When Devon first started as a marketing manager at Carter Software Company, he noticed a need for more communication between teams that hindered productivity and output. The sales department often promised clients features and timelines the engineering team couldn’t deliver.
Frustrated engineers would then blame marketing for overpromising without checking in with them first.
To remedy this, Devon implemented biweekly cross-functional team meetings for marketing, sales, and engineering to align on upcoming product roadmaps, new customer deals, and any blocking issues.
Bringing key players from each department to the same table enabled transparency on responsibilities, capabilities, and priorities. Over time, these meetings transformed how we communicate. Now, the sales team knows exactly what engineering is working on and marketing has a forum to provide guidance on promotional campaigns.
Workflows between teams have vastly improved. Deal close rates are up 15% in a single quarter since we began the collaborative meetings. This experience demonstrated the massive potential unlocked when communication barriers are removed.
Strong communication skills are what make or break an effective workplace. At its core, good communication drives collaboration, innovation, and success.
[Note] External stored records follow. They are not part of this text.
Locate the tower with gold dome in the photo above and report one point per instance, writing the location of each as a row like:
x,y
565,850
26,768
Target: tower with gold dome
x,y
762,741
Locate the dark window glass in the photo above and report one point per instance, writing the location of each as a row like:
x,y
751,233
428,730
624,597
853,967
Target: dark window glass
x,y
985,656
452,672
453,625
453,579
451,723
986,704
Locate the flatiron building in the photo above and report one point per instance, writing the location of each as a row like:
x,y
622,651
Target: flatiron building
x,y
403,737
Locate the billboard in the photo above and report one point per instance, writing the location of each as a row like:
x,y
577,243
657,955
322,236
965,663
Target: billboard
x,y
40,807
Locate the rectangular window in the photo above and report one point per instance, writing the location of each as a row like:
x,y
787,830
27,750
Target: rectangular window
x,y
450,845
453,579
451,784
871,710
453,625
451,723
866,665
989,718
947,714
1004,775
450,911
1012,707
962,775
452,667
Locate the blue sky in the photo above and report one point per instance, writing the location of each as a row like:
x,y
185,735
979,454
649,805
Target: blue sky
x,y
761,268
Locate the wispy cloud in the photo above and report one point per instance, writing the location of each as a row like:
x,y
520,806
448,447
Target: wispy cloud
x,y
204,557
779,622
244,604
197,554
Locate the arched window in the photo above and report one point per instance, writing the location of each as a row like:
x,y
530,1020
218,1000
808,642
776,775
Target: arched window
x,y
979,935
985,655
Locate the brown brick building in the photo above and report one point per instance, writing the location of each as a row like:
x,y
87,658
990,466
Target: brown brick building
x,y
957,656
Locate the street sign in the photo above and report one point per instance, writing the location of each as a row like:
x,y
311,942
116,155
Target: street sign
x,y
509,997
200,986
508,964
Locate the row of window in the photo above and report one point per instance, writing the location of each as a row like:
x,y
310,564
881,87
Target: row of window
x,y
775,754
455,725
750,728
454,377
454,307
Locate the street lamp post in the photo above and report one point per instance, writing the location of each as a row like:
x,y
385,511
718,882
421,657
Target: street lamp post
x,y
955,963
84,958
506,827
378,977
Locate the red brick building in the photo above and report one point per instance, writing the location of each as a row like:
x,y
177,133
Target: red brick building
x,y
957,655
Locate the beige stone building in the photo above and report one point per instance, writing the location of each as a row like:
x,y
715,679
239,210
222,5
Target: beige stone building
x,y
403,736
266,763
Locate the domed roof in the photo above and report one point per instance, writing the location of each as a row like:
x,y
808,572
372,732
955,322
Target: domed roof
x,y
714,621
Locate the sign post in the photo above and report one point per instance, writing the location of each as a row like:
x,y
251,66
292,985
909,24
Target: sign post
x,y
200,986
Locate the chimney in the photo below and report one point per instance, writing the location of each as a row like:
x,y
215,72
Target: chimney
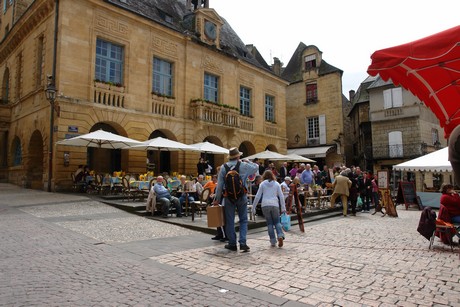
x,y
351,93
276,67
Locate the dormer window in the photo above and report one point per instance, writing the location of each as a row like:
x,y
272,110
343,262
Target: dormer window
x,y
310,61
165,16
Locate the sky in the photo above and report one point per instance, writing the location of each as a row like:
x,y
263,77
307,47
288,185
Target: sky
x,y
346,32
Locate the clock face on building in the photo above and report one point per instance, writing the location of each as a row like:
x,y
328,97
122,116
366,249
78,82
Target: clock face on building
x,y
210,30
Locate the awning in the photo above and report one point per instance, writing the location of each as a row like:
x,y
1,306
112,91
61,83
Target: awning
x,y
311,152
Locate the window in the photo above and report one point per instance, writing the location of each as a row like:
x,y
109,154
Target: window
x,y
312,93
310,61
162,77
18,75
39,63
109,62
245,101
6,86
316,130
395,145
269,108
392,98
17,152
211,87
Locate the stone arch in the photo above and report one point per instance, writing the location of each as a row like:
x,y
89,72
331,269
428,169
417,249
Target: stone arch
x,y
35,161
104,160
5,86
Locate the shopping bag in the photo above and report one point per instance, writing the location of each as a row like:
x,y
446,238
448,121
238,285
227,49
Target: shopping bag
x,y
285,221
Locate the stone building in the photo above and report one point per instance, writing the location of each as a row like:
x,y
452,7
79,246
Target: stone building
x,y
140,69
315,107
361,127
402,127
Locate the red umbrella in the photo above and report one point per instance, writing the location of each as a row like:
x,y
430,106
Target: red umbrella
x,y
430,69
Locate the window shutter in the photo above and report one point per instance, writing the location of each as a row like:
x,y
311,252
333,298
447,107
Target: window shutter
x,y
387,99
397,97
322,129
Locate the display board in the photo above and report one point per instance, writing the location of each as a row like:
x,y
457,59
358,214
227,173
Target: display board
x,y
407,194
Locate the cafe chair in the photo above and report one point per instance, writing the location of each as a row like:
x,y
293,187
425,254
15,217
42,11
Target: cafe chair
x,y
203,202
77,186
127,191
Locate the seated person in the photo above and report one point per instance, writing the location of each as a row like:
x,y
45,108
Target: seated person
x,y
185,189
165,199
451,201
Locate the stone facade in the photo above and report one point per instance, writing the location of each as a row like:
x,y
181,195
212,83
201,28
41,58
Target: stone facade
x,y
130,108
325,102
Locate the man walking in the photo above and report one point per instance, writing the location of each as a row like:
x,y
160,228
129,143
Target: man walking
x,y
244,168
341,187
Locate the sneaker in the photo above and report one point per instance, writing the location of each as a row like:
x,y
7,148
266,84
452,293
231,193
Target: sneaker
x,y
231,247
280,241
244,247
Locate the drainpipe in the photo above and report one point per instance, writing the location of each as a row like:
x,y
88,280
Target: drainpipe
x,y
52,100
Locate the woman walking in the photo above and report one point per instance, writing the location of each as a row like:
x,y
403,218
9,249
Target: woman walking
x,y
272,204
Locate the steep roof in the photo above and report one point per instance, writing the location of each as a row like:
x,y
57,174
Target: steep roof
x,y
183,22
293,70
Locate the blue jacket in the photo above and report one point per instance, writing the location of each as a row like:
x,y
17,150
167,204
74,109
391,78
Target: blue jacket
x,y
246,169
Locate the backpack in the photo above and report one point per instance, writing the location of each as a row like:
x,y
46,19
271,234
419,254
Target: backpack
x,y
234,187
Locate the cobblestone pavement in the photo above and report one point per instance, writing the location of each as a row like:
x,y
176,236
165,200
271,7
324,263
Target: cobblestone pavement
x,y
67,250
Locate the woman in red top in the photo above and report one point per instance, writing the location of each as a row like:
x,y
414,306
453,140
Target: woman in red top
x,y
451,201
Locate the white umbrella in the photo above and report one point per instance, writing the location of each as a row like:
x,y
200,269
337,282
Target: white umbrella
x,y
100,139
210,148
268,155
299,158
162,144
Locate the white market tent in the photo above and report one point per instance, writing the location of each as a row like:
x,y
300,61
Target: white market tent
x,y
436,162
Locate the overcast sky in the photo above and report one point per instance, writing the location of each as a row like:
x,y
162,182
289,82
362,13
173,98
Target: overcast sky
x,y
347,32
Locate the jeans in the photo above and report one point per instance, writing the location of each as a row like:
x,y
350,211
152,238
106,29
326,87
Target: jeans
x,y
241,206
272,216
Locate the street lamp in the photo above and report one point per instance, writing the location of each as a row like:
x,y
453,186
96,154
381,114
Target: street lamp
x,y
50,93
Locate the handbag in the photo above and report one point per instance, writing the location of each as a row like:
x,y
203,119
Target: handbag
x,y
285,221
359,201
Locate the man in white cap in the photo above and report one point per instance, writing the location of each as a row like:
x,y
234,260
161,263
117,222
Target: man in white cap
x,y
245,168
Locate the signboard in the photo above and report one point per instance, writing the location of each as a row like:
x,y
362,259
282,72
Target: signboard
x,y
383,179
406,194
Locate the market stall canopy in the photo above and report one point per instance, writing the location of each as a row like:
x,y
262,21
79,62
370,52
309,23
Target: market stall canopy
x,y
268,155
100,139
160,143
210,148
430,69
433,162
297,158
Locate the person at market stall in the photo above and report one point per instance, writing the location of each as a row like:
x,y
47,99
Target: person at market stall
x,y
164,197
272,206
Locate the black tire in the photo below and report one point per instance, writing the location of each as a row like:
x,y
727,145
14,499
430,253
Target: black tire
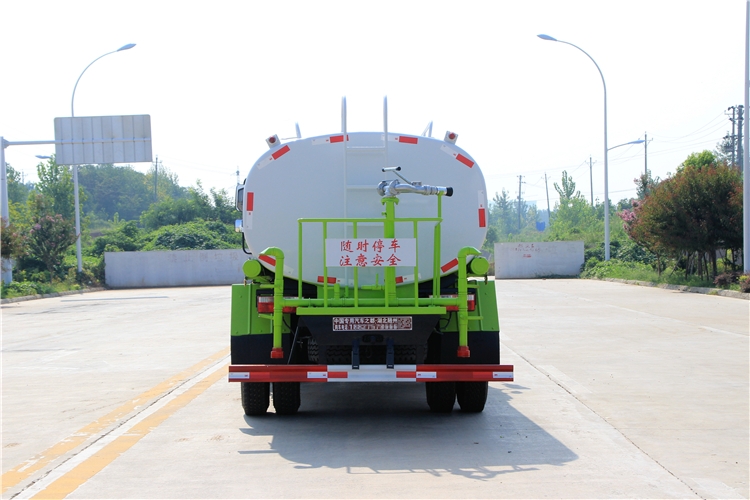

Here are four ways powerful communication can transform your organization:
Align Goals and Priorities
Clear and open communication is essential for ensuring that everyone is on the same page with key goals. Managers should over-communicate to the team what the organization is striving for both short- and long-term.
Regular department meetings allow for sharing progress, results, and challenges. When the entire team understands top priorities, work can be done more strategically. Misinformed employees lead to misinformed work outputs.
When communication flows freely in an organization, synergies between departments and employees are unlocked. Bring teams together frequently to share skill sets, get diverse perspectives, and develop unified solutions.
Brainstorming sessions, project debriefs, and informal social gatherings all facilitate the exchange of ideas. Build camaraderie through communication and teams will better support one another.
Resolve Problems Faster
Open and honest communication means that potential issues get surfaced early before they escalate. Employees should be encouraged to voice concerns or blockers quickly to managers. When problems arise, overcommunication is key, especially with those directly impacted.
Explaining in detail corrective actions or next steps eases frustrations. Communication gives employees a voice and the confidence that leadership will respond with understanding to workplace issues.
Spark Innovation
When communication flows freely across an organization, fresh ideas flourish. Employees at all levels should be encouraged to share creative solutions or process improvements. Set up digital suggestion boxes or forums for submitting innovations. Host occasional “think outside the box” sessions for teams to present blue-sky concepts and get candid peer feedback. Facilitate connections between departments that typically don’t interact.
Often, unexpected inspiration comes from unlikely places. And be sure leaders communicate interest in hearing ideas and provide positive reinforcement when promising suggestions emerge. An organization where communication breeds innovation will reap the competitive advantages of forward-looking strategy powered by employees across the pipeline, not just top management.
The bottom line is that organizations built on strong communication are higher functioning overall. Investing in clear guidelines for communication and creating open forums for expression are what transform average workplaces into stellar ones. How is your organization leveraging the power of communication?